Why dip your head in the sand when you can keep your neck straight up?
While service feedback tools have evolved greatly in the last decade and offer quite modern and easy-to-use platforms such as digital feedback kiosks, several businesses remain stuck in somewhat ineffective ways to connect with customers in order to gather insights, understand their needs and learn how to best serve them – simply put, they dip their heads in the sand. One such approach is what I’d describe as the ‘dangling promise’. It is that growing trend of making a cash promise in exchange for customers’ feedback – this is a method common with large retailers across the UK. And while some are quite enticing, fundamental questions about their effectiveness remain: are those approaches truly effective? And are customers genuine about their feedback under such circumstances? The answers are quite simple: A dangling promise doesn’t drive genuine feedback from customers, and as such it isn’t an effective approach. But that doesn’t seem to deter businesses from wasting thousands of pounds every year doing it. Reality is, if businesses want genuine service feedback from their customers, no promise can influence it.
Another traditional method used by some retailers is the ‘Peekaboo A4 request’. A dangling promise’ on an A4 page that usually find itself amongst dozens of advertisements around the till point, triggering much effort to identify them. Businesses who use this method must understand that while the British customer is renowned for waiting patiently in long queues, such methods won’t move them while they wait, and expecting any feedback from a ‘Peekaboo A4 request’ is thus as useless as a dangling promise. It simply doesn’t work, and less than 5% of customers react to it.
Electronic (email) service feedback requests have also become quite popular in recent years. Industries using it the most include hospitality, retail and general service providers. This method has several caveats ranging from the email request likely ending into a spam box to falling to the bottom of its intended recipients’ priority list. Fact is, the busyness of our daily lives means prioritization has become paramount. Unless the service experience was a memorable one, it is usually almost a bygone memory. And that means it is 60% less probable to get a customer reaction from it. The question is therefore, can digital service feedback kiosks make the difference where so many gaps of opportunity exist for retailers?

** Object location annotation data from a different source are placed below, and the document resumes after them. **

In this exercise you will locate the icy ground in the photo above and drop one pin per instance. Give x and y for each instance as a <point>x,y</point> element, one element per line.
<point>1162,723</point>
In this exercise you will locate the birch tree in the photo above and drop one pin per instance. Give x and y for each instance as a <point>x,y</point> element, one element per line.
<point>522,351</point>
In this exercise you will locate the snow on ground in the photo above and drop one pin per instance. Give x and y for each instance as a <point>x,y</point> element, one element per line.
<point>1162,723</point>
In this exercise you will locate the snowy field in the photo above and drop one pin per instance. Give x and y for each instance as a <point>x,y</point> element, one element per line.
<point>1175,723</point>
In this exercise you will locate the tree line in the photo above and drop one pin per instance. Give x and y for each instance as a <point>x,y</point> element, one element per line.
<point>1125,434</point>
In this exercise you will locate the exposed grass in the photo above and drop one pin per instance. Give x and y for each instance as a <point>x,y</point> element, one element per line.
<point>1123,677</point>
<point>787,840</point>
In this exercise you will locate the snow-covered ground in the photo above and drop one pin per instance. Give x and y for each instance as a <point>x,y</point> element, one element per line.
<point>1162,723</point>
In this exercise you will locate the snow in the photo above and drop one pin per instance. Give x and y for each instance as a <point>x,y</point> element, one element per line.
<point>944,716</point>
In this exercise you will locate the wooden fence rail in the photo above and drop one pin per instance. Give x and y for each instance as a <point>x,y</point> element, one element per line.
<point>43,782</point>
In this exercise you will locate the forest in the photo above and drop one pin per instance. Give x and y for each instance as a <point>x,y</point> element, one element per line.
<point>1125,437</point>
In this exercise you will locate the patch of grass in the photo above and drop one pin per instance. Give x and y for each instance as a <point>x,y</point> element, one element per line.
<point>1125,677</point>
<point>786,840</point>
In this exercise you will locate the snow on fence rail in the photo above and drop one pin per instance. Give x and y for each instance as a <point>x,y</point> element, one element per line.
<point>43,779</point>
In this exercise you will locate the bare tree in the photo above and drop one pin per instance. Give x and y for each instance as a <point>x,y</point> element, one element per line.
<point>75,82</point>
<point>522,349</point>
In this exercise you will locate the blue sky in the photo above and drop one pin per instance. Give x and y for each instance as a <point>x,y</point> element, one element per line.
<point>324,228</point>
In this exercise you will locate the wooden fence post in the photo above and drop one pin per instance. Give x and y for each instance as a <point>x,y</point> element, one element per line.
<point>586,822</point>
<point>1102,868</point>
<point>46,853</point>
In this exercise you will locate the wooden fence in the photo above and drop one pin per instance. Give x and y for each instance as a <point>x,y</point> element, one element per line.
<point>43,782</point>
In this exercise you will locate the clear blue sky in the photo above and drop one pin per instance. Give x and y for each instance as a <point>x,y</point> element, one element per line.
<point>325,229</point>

Effective customer feedback uses the right tools to record customers’ insights and opinions at the point of service and in near real-time. Not too early, not too late. Kiosks help achieve just that!
Service Feedback Kiosks are proving to make a great difference to businesses that opt for it. They offer the versatility, innovation and intuitiveness that make a statement of seriousness about improving service delivery and quality. Their attractive designs also trigger the immediate customer attention, interest and reaction that paper-based and email options for service requests cannot. Even better, their adaptability and ease of use means they can be availed to customers when and where it matters most, and for different types of feedback: service level feedback, product quality reviews, employee engagement, etc.
Businesses can also receive customers’ views without the threats that some online platforms come with, and kiosks’ modern technology connects with twenty-first century’s evolving consumer habits. Starting at around £2.00 a day, feedback service kiosks are a very affordable and effective tool for management (and staff alike) to analyse customer insights and gauge Net Promoter Score (NPS) data in near real-time. Retailers who don’t use them today could be losing on a strategic tool to help improve their service levels.